Natto is among the few traders who deal with campaign material and representatives of all political parties are queuing up at their stores to stock up as campaign picks up for the coming Lok Sabha elections.
Campaign material like vinyl box posters, flex, paper posters, cut-outs, banners, flags, handbills, kites, caps and umbrellas printed with party symbols are the top draws among the parties and traders are finding it difficult to cope with the bulk orders, which they say, are still pouring in.
“For us all political parties are same. We as individuals may have our political beliefs, but when it comes to business, all are same for us. We charge the same for our products from every party or candidate who place orders,” said Natto.
Natto, who has been in this business for the last 15 years, has put up more printing machines in his press to deal with the growing pressure of orders. “Orders will increase after Holi. Campaign has been a bit low till now, but will pick up soon with the first phase of nominations,” he said.

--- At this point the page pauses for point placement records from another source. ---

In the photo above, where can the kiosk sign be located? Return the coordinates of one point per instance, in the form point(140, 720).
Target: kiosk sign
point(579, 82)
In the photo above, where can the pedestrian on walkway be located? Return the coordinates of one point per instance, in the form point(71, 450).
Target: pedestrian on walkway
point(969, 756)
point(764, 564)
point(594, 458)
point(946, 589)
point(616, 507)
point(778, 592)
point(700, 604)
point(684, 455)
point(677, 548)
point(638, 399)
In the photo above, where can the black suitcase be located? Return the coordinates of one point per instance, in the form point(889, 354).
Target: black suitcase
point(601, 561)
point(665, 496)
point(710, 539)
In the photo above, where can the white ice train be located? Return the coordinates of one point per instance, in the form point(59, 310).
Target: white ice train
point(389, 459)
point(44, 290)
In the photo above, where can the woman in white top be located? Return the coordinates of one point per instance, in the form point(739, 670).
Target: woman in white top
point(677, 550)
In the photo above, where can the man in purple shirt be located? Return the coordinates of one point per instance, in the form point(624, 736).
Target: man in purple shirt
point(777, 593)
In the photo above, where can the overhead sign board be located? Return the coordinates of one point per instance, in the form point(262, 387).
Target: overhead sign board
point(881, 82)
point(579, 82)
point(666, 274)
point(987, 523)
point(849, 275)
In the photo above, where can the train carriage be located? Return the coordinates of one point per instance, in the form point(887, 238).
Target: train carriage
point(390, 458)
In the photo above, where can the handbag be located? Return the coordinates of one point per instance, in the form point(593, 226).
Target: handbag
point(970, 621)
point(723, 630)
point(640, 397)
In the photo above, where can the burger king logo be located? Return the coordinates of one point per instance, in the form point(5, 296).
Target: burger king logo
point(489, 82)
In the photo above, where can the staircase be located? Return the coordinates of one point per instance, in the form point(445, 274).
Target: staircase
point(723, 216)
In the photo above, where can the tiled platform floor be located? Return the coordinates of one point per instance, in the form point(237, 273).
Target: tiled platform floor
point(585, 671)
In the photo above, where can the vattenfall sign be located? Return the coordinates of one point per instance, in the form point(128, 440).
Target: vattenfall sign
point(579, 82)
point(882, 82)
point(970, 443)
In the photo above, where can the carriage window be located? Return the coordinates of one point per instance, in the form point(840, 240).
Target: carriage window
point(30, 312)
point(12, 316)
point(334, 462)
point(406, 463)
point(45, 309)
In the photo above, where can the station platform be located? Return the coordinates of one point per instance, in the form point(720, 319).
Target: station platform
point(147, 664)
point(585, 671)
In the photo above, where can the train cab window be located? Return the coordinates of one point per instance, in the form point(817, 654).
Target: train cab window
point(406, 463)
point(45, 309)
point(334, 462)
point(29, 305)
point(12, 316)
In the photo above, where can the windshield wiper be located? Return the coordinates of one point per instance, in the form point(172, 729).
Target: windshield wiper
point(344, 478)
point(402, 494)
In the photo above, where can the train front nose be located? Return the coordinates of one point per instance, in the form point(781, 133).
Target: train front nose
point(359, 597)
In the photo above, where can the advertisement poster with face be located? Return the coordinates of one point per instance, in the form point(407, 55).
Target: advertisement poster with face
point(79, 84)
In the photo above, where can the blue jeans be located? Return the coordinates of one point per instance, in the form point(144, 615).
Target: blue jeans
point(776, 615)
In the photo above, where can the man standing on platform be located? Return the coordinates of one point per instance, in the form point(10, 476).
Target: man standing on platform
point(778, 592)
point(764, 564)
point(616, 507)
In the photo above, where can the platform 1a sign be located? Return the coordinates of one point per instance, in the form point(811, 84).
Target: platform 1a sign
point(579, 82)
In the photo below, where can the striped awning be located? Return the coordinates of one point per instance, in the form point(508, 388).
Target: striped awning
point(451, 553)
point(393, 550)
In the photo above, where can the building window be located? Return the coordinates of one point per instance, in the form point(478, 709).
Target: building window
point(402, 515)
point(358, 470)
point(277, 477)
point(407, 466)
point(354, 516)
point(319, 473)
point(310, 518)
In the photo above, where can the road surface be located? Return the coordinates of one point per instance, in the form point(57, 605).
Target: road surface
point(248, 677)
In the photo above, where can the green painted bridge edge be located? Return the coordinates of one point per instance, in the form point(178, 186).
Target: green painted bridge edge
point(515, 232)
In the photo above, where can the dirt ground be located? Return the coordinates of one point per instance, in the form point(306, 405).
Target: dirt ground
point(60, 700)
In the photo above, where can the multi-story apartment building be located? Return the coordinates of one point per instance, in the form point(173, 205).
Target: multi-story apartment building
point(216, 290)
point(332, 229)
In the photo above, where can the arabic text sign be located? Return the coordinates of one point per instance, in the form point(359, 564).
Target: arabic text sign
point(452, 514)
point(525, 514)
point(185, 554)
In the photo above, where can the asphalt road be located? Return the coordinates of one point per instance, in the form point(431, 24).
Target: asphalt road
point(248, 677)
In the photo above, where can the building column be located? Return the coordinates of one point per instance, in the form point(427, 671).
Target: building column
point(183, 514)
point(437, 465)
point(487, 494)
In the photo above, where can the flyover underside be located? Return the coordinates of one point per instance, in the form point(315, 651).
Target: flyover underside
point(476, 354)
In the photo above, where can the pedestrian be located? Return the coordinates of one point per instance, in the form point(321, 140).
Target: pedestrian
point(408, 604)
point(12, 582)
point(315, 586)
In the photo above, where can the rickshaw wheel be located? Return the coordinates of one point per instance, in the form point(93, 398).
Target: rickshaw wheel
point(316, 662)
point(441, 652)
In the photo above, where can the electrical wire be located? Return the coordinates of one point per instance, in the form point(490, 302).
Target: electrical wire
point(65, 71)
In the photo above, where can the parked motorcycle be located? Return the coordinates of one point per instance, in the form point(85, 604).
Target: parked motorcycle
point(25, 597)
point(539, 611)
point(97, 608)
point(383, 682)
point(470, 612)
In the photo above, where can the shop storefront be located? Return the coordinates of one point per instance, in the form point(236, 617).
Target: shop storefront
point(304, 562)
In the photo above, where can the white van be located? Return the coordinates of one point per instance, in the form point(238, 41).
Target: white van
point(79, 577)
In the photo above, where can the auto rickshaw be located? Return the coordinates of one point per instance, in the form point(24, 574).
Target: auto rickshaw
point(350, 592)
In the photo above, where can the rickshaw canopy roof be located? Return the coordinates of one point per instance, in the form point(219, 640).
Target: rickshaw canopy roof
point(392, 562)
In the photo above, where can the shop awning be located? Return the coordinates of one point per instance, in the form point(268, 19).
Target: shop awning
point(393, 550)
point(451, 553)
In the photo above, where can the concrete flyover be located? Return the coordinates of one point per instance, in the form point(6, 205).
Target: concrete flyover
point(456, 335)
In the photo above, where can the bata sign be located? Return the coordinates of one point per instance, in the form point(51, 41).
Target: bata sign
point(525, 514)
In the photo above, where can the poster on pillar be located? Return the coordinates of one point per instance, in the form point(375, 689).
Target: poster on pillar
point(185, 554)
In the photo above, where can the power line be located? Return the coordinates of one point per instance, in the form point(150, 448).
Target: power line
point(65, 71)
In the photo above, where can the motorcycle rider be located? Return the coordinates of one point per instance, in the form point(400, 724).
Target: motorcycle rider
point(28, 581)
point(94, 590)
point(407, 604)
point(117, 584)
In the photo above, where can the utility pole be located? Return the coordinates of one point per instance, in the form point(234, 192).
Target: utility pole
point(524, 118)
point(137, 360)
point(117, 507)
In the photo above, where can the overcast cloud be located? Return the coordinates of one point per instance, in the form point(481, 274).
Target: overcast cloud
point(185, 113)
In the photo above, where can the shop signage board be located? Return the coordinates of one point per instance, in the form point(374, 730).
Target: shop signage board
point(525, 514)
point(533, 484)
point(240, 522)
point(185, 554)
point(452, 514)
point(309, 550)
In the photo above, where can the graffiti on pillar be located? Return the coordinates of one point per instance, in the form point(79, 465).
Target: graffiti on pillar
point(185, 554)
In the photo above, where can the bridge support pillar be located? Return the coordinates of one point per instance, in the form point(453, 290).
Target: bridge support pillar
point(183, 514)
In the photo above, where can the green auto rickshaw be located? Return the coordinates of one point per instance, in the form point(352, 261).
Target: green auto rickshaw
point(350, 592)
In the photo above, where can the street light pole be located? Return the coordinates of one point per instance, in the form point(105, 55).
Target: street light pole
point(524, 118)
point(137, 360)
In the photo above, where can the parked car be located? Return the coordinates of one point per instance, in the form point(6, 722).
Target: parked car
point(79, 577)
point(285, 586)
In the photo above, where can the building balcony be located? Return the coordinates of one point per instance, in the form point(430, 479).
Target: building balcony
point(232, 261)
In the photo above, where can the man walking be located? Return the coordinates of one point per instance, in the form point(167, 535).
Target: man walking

Natto has already received orders from Darjeeling and Jalpaiguri districts, which will go to the polls on April 17, the first phase in West Bengal. Bikash Majhi, another trader at College Street who also deals with orders from other states, says it is customary for bigger parties of any particular state or region to place the biggest order.
“Orders have started coming in since the last week of February. Once Holi is over, we expect to receive more orders from the districts,” he said. “It is our family business for the past 25 years. Every time during elections whether its the Assembly, civic or Lok Sabha polls, we get orders from various political parties for flags, paper stickers and other campaign material,” said Naren Saha, another trader.
Though Saha didn’t elaborate on his profit margin, he said prices of flags have gone up with the rise in prices of raw material. “During the last Assembly elections, we sold flags for about Rs 10. Now it is nearly Rs 20,” he said. But, Saha points out at the shortage of manpower during Lok Sabha polls to cope with the rush of orders.
“Most of the manpower comes from Bihar and Jharkhand. During Assembly or other elections, we don’t face shortage. But, during the Lok Sabha elections, this is a perennial problem as artists get engaged in their hometowns with their own states also going to the polls,” he said.
The age-old traders of campaign materials are also facing competition from new technology in their business.
“Earlier it was all handmade stuff and use of printing machines, so the cost was more. But with new technology, many small shops have sprung up who use DTP and other methods to print more material at cheaper rates, eating into our pie,” says Majhi.
The story is nearly similar for those dealing with mikes and sound systems. With the ongoing board exams and the restrictions on use of loudspeakers during campaigns, their business has taken a beating.
“Once the exams are over we will receive orders for loudspeakers and mikes,” an upbeat Ranjan Das of Das Sound.